31 Mayıs 2011'de Hopa'da ne oldu?
Dönemin Başbakanı ve AKP Genel Başkanı Recep Tayyip Erdoğan, seçim gezileri kapsamında il merkezi yerine bir ilçede miting yapmayı tercih etti.
Erdoğan'ın mitingi Hopa sahil dolgu alanında bulunan festival alanında gerçekleşecekti.
Başbakan'ın kentlerine geleceğini öğrenen Hopalılar, hidroelektrik santraller ve çay tarımında yaşanan sorunlar üzerine Hopa meydanında basın açıklaması yapmak istediler.

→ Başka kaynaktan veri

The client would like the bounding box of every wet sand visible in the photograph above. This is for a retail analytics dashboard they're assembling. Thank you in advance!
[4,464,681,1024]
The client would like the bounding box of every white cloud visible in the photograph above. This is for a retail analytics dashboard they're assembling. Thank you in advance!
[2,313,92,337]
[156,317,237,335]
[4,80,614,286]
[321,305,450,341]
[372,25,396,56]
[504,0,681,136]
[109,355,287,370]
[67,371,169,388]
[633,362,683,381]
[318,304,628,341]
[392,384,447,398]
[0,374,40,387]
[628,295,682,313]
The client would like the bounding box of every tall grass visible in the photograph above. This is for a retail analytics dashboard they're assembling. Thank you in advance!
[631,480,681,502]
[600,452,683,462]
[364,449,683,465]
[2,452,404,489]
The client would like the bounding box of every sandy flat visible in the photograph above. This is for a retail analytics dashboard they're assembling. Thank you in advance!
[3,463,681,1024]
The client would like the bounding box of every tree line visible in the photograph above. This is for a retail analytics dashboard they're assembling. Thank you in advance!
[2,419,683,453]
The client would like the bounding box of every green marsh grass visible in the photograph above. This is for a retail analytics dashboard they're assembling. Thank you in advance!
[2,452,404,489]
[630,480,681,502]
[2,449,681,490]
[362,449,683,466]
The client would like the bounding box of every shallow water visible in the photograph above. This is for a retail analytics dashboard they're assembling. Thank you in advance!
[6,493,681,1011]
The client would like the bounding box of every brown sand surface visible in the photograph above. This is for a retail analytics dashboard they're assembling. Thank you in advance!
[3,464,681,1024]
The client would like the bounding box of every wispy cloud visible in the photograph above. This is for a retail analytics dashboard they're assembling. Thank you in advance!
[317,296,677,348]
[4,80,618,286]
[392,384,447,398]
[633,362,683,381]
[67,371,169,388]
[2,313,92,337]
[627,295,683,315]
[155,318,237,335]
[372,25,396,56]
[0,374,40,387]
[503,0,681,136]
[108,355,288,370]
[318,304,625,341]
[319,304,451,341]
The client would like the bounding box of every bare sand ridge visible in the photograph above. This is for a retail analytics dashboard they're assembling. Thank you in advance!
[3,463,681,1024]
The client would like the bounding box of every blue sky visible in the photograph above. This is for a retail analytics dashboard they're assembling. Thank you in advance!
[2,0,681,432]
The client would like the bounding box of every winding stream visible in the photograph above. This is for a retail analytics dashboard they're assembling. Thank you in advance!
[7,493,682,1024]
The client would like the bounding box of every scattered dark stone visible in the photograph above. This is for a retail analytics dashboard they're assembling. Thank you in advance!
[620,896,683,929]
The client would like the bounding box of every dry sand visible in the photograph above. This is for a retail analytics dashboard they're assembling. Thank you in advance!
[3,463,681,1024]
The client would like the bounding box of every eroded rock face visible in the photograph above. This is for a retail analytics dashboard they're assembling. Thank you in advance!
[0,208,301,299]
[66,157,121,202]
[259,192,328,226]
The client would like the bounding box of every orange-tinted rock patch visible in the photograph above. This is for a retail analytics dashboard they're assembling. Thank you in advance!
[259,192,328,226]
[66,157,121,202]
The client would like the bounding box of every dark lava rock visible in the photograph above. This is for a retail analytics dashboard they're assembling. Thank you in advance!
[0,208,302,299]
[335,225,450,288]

Henüz mitinge saatler vardı, henüz Başbakan kente gelmemişti ama basın açıklaması çok sert polis şiddetiyle karşılaştı. HES'lere karşı yaşamı savunmak için horona duranları, çay üreticilerinin hakları için el ele tutuşanları gazlarla boğmak istediler.
Metin Lokumcu da, Hopa meydanında, tüm şehri gazla boğmak isteyenlere karşı oradaydı. Korkmadan, yılmadan, cesurca yürüdü üstlerine, "Yeter be" dedi "Yeter, bunalttınız beni". Sonra ellerini arkasına götürdü, kendisini çocukları için feda edercesine haykırdı: Hayde alın beni, alın da kurtarın memleketi!
Lokumcu; Başbakanı'nın korumaları ve polislerin yoğun kimyasal gazlı saldırısına fazla dayanamadı, ikinci kimyasal gaz bombardımanından sonra meydanda bekleyen ambulansa doğru götürülürken, ambulansın altına yeniden gaz fişeği atıldı. İyice ağırlaştı, Hopa Devlet Hastanesi'nde hayatını kaybetti.
Tüm Hopa'nın gaz altına kalmasının, bu gaz kapsülleri nedeniyle bir lokantanın çatısının yanmasının, hedef gözeterek atılan gaz fişekleriyle kafasından, vücudunun çeşitli yerlerinden yaralananların haberleri kulaktan kulağa yayıldıkça protesto için daha çok kişi sokaklara çıktı. Metin Lokumcu'nun ölüm haberi bardağı taşıran son damla oldu.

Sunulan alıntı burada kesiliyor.